O G1 entrou em contato com a Ageac para solicitar informações com relação às reivindicações dos taxistas, mas foi informado de que estavam em uma reunião com os manifestantes na Assembleia Legislativa do Estado do Acre (Aleac) e iriam se pronunciar posteriormente.

Entre as regras que os taxistas definem como “abusivas”, estão a taxa de seguro no valor de R$ 177,90 para carros com até quatro passageiros e quase R$ 230 para carros de seis passageiros, além da obrigação de emitir bilhete para os passageiros. De acordo com Rufino, outra reclamação é com relação à proibição de buscar passageiros em casa para levá-los ao destino.

“Queremos realmente ficar regularizados, mas não aceitamos também certas coisas que estão impondo para cima de nós. Taxas abusivas, seguro com um preço muito alto, além de não podermos mais buscar passageiros em casa e termos que emitir bilhetes de passagem, sendo preciso pegar dados da pessoa como CPF, nome completo e RG. Aí fica difícil”, reclamou Rufino.

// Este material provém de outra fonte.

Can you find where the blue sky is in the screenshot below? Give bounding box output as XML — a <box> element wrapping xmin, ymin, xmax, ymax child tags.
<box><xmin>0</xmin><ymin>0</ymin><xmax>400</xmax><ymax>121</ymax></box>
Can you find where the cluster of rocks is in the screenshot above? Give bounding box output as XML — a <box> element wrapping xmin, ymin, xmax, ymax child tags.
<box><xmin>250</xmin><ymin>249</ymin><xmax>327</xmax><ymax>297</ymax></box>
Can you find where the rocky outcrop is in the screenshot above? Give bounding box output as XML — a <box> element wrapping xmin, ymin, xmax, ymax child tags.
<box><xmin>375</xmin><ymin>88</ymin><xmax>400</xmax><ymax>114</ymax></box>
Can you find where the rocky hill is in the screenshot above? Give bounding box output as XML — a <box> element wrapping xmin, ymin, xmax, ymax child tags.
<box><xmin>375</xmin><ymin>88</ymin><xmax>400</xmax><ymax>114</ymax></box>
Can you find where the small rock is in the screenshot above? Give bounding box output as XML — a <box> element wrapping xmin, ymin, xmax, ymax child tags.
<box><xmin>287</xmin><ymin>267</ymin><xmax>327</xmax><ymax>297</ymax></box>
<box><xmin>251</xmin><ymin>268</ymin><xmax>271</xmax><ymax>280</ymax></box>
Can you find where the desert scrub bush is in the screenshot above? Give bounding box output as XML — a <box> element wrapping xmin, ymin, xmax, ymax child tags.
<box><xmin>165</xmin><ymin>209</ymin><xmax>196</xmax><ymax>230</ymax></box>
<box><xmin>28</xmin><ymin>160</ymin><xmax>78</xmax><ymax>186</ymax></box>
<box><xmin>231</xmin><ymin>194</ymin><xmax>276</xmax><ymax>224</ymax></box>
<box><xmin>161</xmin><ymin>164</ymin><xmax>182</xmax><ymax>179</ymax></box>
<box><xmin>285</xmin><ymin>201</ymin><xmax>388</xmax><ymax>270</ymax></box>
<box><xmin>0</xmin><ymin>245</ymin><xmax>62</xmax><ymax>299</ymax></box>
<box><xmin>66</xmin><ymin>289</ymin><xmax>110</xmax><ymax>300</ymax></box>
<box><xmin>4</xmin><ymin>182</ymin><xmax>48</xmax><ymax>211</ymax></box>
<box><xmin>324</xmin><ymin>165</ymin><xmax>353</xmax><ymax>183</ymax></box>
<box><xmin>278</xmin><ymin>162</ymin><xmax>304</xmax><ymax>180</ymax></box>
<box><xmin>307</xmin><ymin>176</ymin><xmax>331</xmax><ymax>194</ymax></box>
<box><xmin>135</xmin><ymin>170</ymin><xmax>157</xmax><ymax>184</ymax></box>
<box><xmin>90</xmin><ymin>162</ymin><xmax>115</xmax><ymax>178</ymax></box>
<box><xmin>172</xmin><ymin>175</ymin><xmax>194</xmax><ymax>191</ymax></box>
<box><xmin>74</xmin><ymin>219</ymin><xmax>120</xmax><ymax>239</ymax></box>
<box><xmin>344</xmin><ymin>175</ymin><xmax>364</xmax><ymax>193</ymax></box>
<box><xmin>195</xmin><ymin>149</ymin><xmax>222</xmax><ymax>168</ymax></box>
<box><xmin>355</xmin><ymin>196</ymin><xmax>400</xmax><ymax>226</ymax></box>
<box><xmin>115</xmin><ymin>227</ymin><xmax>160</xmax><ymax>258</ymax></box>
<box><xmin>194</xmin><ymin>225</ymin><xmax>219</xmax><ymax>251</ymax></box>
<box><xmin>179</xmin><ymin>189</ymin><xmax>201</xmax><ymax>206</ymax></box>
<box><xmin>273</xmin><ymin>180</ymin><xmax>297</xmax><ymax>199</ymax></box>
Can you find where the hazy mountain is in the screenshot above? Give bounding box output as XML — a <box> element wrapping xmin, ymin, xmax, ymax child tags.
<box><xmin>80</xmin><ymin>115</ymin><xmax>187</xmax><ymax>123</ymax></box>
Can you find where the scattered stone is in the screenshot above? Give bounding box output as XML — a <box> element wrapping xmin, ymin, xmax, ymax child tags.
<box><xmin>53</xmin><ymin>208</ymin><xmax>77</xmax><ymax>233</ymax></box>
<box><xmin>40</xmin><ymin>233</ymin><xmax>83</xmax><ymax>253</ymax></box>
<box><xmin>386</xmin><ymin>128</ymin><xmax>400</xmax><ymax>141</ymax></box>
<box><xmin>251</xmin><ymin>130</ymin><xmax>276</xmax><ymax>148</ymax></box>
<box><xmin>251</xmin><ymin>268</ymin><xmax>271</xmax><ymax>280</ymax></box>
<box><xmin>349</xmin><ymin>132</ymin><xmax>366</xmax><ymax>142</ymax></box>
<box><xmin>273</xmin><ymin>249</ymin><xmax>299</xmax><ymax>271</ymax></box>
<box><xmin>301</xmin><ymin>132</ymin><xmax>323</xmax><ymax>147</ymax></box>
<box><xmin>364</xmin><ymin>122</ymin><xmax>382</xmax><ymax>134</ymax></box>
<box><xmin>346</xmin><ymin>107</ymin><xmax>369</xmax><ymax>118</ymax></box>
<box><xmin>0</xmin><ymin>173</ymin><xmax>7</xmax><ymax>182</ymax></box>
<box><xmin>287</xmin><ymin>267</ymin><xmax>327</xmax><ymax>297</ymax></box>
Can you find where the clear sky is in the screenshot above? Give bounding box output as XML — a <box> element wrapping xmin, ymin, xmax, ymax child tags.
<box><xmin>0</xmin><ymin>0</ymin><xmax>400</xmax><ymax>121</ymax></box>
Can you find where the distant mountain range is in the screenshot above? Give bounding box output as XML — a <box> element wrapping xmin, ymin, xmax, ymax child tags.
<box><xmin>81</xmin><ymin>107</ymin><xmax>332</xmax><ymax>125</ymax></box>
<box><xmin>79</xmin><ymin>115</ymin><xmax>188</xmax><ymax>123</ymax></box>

O taxista Valdemir Batista, de 40 anos, faz o percurso entre a cidade de Brasileia e Rio Branco desde 2001. Segundo ele, entre os colegas que não aceitam as regras e resolveram participar do ato estão taxistas de Brasileia, Plácido de Castro, Epitaciolândia, Assis Brasil e Capixaba.

“Somos todos pais de família e queremos trabalhar. Esse ‘povo’ está inventando muita coisa para empatar nosso direito de ir e vir e não querem nos deixar trabalhar. Na verdade, há muito tempo eles querem manipular a gente, mas desde 2016, colocaram essa taxa do seguro”, afirmou Batista.